Katanya, keinginan orang untuk sukses menjadi semakin besar jika orang tersebut mengalami kesulitan hidup yang lebih. Semakin miskin dan berat hidup kamu di masa lalu, semakin kamu ingin sukses di masa depan.

Dipikir-pikir, hidupku dan Alfons di masa sekolah bisa dibilang banyak susahnya. Banyak hal yang kalau diingat-ingat, ya terasa menyedihkan. Banyak hal yang tidak ingin kami ulangi. Tapi ya cukup sampai dengan tidak mengulangi kesalahan kami (atau kesalahan orang lain) yang sama. Tidak lantas membuat kami ingin nantinya tajir melintir seperti Hartono bersaudara atau orang tuanya Sisca Kohl.

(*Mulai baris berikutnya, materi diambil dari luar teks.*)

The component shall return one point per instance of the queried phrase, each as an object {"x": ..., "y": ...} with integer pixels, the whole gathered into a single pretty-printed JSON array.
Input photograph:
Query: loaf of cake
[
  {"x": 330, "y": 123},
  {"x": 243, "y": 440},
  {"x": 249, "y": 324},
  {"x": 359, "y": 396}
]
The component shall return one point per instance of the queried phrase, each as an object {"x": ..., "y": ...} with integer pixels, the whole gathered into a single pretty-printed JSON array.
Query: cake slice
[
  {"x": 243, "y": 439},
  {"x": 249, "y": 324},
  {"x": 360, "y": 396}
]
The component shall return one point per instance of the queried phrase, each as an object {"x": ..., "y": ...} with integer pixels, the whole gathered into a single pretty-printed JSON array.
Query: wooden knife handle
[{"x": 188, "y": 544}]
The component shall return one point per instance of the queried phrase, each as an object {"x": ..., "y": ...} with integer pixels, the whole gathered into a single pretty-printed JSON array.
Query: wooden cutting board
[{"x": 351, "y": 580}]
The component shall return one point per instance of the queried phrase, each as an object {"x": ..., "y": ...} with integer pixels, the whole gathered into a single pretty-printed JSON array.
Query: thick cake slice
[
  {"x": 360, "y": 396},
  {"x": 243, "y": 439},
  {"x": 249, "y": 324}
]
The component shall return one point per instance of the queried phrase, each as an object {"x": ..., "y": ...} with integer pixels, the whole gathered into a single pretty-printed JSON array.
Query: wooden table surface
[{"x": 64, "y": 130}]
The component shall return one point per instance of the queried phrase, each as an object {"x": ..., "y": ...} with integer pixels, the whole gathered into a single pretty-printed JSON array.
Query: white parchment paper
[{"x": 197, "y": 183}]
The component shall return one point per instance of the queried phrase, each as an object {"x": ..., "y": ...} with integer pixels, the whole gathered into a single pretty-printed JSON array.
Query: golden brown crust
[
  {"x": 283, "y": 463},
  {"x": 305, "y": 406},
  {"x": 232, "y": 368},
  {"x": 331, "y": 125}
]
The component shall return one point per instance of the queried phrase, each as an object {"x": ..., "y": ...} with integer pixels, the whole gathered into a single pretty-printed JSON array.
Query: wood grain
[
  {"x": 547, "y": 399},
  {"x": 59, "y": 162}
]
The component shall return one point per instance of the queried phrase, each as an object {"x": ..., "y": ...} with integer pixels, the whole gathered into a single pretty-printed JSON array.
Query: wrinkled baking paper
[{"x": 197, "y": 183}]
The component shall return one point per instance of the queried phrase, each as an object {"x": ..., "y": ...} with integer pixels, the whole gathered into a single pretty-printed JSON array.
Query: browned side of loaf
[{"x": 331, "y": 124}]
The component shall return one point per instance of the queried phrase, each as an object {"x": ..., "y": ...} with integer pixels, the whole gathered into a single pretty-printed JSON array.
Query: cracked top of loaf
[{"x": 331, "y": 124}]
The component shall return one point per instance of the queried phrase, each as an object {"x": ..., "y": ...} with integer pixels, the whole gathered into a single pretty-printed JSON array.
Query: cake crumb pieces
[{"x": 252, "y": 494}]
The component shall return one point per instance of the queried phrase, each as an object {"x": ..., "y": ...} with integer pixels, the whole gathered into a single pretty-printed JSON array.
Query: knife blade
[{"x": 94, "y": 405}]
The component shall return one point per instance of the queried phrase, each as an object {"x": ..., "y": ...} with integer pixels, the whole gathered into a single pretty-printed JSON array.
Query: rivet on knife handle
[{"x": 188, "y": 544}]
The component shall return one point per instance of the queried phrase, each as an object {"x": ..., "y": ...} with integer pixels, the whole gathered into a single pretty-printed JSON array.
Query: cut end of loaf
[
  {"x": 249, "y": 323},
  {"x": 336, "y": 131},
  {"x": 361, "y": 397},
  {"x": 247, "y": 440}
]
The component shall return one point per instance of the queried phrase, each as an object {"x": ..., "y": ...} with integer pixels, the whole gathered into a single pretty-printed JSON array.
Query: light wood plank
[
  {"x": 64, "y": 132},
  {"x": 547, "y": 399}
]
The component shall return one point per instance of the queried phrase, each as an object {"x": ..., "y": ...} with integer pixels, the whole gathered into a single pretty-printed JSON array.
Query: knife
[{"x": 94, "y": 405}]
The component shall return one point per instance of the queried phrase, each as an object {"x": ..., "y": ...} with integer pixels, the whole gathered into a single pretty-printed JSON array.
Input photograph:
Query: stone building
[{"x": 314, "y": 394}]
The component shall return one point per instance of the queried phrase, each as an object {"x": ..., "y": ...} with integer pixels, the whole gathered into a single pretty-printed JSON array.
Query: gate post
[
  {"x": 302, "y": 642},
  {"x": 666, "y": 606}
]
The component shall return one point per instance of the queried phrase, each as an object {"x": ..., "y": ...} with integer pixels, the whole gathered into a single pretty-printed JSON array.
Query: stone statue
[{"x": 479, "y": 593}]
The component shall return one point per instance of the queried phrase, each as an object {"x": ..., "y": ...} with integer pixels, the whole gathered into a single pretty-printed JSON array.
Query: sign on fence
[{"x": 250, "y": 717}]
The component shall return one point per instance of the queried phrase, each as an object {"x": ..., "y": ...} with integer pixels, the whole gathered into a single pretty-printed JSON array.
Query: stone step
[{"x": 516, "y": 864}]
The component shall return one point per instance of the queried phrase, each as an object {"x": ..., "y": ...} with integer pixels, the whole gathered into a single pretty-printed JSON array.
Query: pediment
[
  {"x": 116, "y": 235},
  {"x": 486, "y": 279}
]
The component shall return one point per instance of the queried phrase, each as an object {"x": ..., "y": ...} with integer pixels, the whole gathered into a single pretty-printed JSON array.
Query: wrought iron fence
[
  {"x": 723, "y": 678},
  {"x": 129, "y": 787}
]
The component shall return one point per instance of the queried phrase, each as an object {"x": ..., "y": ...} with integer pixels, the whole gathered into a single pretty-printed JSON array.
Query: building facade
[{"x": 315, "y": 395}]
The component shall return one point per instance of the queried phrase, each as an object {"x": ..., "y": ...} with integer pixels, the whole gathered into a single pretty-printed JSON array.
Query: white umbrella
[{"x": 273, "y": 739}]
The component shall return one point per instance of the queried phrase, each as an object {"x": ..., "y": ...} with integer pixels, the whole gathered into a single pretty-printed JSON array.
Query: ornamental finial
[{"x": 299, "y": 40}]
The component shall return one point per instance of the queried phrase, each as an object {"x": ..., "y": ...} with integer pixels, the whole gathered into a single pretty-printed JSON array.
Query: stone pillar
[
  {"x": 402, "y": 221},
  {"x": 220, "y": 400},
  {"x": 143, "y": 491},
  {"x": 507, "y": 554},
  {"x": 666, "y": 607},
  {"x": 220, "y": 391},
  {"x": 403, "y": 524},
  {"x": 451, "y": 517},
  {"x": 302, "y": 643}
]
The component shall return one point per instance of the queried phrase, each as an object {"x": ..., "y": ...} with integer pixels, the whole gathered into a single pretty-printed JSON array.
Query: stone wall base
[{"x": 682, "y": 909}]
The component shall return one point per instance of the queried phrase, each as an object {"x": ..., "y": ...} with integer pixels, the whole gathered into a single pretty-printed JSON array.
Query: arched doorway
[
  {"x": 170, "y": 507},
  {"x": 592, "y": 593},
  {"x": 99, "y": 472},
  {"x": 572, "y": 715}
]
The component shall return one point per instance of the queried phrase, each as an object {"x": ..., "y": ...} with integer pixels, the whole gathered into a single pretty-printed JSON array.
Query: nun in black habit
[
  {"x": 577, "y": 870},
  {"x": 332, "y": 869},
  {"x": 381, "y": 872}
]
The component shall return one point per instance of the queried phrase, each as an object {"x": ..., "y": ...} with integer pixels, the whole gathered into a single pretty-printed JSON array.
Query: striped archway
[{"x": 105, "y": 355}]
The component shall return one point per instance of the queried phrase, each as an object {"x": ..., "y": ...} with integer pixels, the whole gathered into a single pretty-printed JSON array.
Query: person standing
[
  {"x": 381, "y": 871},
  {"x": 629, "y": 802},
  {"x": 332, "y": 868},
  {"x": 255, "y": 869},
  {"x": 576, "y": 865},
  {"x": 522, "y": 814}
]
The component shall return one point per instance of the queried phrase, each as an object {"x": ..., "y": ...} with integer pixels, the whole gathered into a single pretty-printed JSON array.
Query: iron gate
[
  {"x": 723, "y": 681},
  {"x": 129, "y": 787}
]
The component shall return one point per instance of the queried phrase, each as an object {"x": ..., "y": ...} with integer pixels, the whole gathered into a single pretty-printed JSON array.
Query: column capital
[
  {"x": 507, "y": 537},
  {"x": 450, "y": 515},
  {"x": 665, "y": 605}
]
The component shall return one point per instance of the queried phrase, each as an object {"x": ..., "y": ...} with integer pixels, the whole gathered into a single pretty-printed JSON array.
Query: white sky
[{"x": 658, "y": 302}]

Sekarang aku dan Alfons sudah 1 tahun lebih tidak punya pekerjaan. Selama ini aku dan Alfons hidup mengandalkan tabungan. Kami cukup pusing dengan tabungan yang terus berkurang sementara pemasukan tidak ada. Tapi sampai hari ini, kami berdua masih bingung ambisi kami kemana dan apa hal besar yang ingin kami capai. Setiap ngobrol, kami rasanya selalu sepakat ingin hidup cukup saja. Alhasil kami berusaha secukupnya, tapi terus berjalan. Jika suatu hari nanti mencapai lebih, kami anggap itu bonus.

Tadinya kukira keadaan ini membuat kami menjadi ambisius ingin kaya banget. Ternyata tidak juga. Jadi kaya sih mau saja, tapi ya nggak ambisius dan nggak dikejar juga. Intinya sih tetap berjalan maju, tidak harus lari melulu. Kalau nanti dikasi waktu jadi kaya banget, ya bersyukur.